In the case of using polyimide for a device, there is a problem that its dissolution in organic solvents is difficult. A polyimide is obtained by conducting a polymerization reaction between tetracarboxylic dianhydride and diamine in a polar solvent to generate a polyamic acid soluble in the polar solvent and then dehydrating the polyamic acid by a chemical dehydration treatment such as heating treatment or using a dehydration agent to achieve an imidization. Polyamic acid as a precursor is easily formed into a film and easily worked. When making a polyimide after a film formation under a condition of polyamic acid, there has been a problem that chemical change of the polyamic acid as a component prior to the imidization does not occur evenly, resulting in a tendency to make a defective film.
Therefore, it is desirable to form a film under a condition of polyimide.

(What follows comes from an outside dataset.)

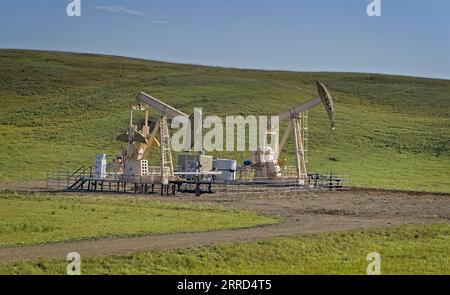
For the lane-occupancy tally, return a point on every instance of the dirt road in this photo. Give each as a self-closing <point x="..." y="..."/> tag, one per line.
<point x="302" y="213"/>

Thus, there is a demand for a polyimide of a structure high in solubility.
In order to provide a polyimide with solubility in organic solvents, it is effective to introduce a polar group such as hydroxy group, carboxyl group or amino group. In Patent Publications 4-6, there are disclosed as a fluorine-containing polymerizable monomer an aromatic diamine containing a hexafluoroisopropanol group having a hydroxy group, and a polymer compound using the same, for example, an aromatic polyimide. The aromatic polyimide is said to be easily soluble in organic solvents. However, there has been no report on aromatic polyimides superior in fluorescence that is a property of emitting fluorescence.